Nitrogen-vacancy (NV) centers in diamonds are promising solid-state quantum emitters for developing superior biological imaging modalities. They possess desired bio-compatibility, photostability and electronic spin-related photophysical properties that are optically accessible at room temperature. Yet, bare nanodiamond-based imaging modalities are limited by the brightness and temporal resolution due to the intrinsically long lifetime of NV centers. Moreover, it remains a technological challenge using top-down fabrication to create freestanding hybrid nanodiamond imaging probes with enhanced performance. In this study, we leverage the bottom-up DNA self-assembly to develop a hybrid plasmonic nanodiamond construct, which we coin as the plasmon-enhanced nanodiamond (PEN), for biological imaging. The PEN nano-assembly features a closed plasmonic nanocavity that completely encapsulates a single nanodiamond, thus enabling the largest possible plasmonic enhancement to accelerate the emission dynamics of NV centers.
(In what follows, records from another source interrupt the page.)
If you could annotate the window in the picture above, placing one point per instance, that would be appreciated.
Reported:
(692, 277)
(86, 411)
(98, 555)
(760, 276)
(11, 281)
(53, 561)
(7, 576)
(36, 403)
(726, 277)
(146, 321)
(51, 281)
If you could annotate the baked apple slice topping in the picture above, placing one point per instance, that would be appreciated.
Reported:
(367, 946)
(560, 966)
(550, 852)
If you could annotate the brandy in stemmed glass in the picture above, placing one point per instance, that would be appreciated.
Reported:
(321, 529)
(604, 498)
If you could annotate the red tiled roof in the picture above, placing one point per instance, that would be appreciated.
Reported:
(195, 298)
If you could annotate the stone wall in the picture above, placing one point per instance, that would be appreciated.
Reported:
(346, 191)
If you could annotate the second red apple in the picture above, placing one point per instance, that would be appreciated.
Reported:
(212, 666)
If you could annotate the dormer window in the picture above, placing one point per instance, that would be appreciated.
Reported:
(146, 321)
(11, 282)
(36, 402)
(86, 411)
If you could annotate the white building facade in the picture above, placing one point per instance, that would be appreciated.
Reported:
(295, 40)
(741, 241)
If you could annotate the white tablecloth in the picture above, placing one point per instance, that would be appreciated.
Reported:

Creation of the PEN nano-assembly is size-independent, so is its broadband scattering spectrum that is optimally overlapped with the emission spectrum of NV centers. Study of the structure-property correlation reveals that the optimal condition for emission dynamics modification is causally linked to that for a plasmonic nanocavity. The cellular internalization and cytotoxicity studies further confirm the delivery efficiency and biological safety of PEN nano-assemblies. Collectively, the PEN nano-assembly provides a promising approach for manipulating photophysical properties of solid-state quantum emitters and could serve as a versatile platform to uncover non-trivial quantum effects in biological systems.